Welcome to my garden!
Our front yard is primarily a woodland garden, with many native wildflowers, shrubs and trees. But believe it or not, it’s also an herb garden. If you define herbs as the useful plants, then most of our ornamentals and natives qualify. You just have to learn what the uses are! That’s what I’m doing, and what I hope to write about for you here. There’s a lot to learn, but spending time with these fragrant green plants and the books written about them, makes the lessons some of the most pleasant I can think of.
In the photo above (taken in July), you see the strip of garden bed between the lawn and the wood’s edge.

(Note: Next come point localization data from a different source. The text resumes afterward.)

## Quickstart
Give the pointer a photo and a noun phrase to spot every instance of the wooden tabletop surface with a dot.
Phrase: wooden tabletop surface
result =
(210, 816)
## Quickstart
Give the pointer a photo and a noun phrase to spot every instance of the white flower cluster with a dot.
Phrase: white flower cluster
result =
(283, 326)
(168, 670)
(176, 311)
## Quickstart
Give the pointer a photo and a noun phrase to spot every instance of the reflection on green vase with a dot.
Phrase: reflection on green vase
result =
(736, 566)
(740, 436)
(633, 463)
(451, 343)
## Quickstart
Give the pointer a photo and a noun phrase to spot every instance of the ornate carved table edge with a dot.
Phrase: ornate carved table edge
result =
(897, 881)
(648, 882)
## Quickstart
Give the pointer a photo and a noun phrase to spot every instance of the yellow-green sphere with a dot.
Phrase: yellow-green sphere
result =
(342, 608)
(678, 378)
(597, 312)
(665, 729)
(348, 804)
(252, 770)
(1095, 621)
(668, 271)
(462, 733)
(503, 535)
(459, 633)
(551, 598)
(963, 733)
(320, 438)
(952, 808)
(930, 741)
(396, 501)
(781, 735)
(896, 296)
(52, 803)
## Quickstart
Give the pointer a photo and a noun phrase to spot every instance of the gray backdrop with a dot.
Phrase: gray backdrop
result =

We’ve planted that with mostly native prairie plants for birds and butterflies. There is lots of color and activity there, especially in late summer and fall.
We have all started to rethink acres of lawn, haven’t we? A small circle of grass with perennials and shrubs all around looks sharp, provides more interest than lawn alone, and is better habitat for wildlife, too. We reduced the size of our lawn by at least half a few years ago, and haven’t missed it a bit. Of course, it depends on your needs. If you need space to play soccer, you might want a little more. Photo #1 above is the view just to the left of the butterfly garden (in May).
From the front steps looking toward the street, you see the view in photo #2. We still have many of the Asian azaleas that were here when we moved in 20 years ago, and we have added Canada hemlock, witchhazels, fothergilla, oakleaf hydrangea and scads of wildflowers.
In November, the maple tree in photo #3 blazes orange every year. One neighbor told me he had to stop in his tracks to take a picture of it. I understood—I’ve done that too! The color is astounding.
The last three photos are my backyard, which is a cottagy sort of mess most of the time. Photo #4 is a mini-bog, late season. The star in the middle, (ignore the weeds), is Sarracenia leucophylla. Carnivorous plants are hard to beat for the pure fascination factor, aren’t they? Pitcher plants are surprisingly easy to grow, too.
Photo #5 is my patio. Before you ask, the pretty plant between the flagstones is Mazus reptans. It blooms most dramatically in April, but has at least a few blooms for most of the growing season. There are sections of the patio that get too hot for mazus in the summer and we’ve experimented with several sedums with limited success. A few forget-me-nots, species tulips and hardy begonias tucked in around the edges add texture and color as the season progresses.
I think my garden may be its best in fall. In October, across the lawn from the patio, chrysanthemums bloom (photo #6). Most are ‘Ryan’s Yellow’ but there are some ‘Niche’s October Glow’ as well as a pink one—’Clara Curtis’ maybe. Dramatic leaf color in the native trees and shrubs adds some jaw-dropping pizzaz, too.
But now a disclaimer of sorts—2015 has not been a great gardening year so far around here!:
Gardens are always changing, right? This year an illness, that year too much travel, most years too many deer (or all of the above!)—it’s hard to make the garden look like you want it to all the time. But, there are those years that you plant each time just before a gentle rain (what luck!), the temperature doesn’t drop below freezing even once after April 10 (stupendous!), the deer find another buffet (woohoo!), and Eden flourishes all around (do you hear angels?).
Whichever kind of year it is, gardeners tend to be hopeful people who persevere. There’s always something beautiful to look at, listen to, marvel when you plant things outside and watch them grow. And doing that makes you care about nature and being a good steward and all that good stuff.